There are different types of biases that can occur in a dataset. Consider a case where you are building an automatic surveillance system that can operate both in the daytime and nighttime. So, if your dataset just included images from the daytime, then you would be introducing a sample bias in the model. This could be eliminated by including nighttime data and covering all the different types of cases possible, such as images from a sunny day, a rainy day, and so on. Another example to consider is where, let's suppose, a similar kind of system is installed in a workplace to analyze the workers and their activities. Now, if your model has been fed with thousands of examples with men coding and women cooking, then this data clearly reflects stereotypes. A solution to this problem is the same as earlier: to expose the model to data that is more evenly distributed.

Note

To find out more about the topic of ethics in learning algorithms (including deep learning), refer to the work done by the AI Now Institute (https://ainowinstitute.org/), an organization created for the understanding of the social implications of intelligent systems.

Common Components and Operations of Neural Networks

Neural networks have two key components: layers and nodes.

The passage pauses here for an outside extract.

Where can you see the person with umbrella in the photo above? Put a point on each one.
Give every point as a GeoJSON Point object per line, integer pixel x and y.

Nodes are responsible for specific operations, and layers are groups of nodes that differentiate different stages of the system. Typically, neural networks are comprised of the following three layers:

  • Input layer: Where the input data is received and interpreted
  • Hidden layer: Where computations take place, modifying the data as it passes through
  • Output layer: Where the output is assembled and evaluated

The following figure displays the working of layers of neural networks:

Figure 1.2: An illustration of the most common layers in a neural network

Figure 1.2: An illustration of the most common layers in a neural network

Hidden layers are the most important layers in neural networks. They are referred to as hidden because the representations generated in them are not available in the data, but are learned from it instead. It is within these layers where the main computations take place in neural networks.

Nodes are where data is represented in the network. There are two values associated with nodes: biases and weights. Both values affect how data is represented by the nodes and passed on to other nodes. When a network learns, it effectively adjusts these values to satisfy an optimization function.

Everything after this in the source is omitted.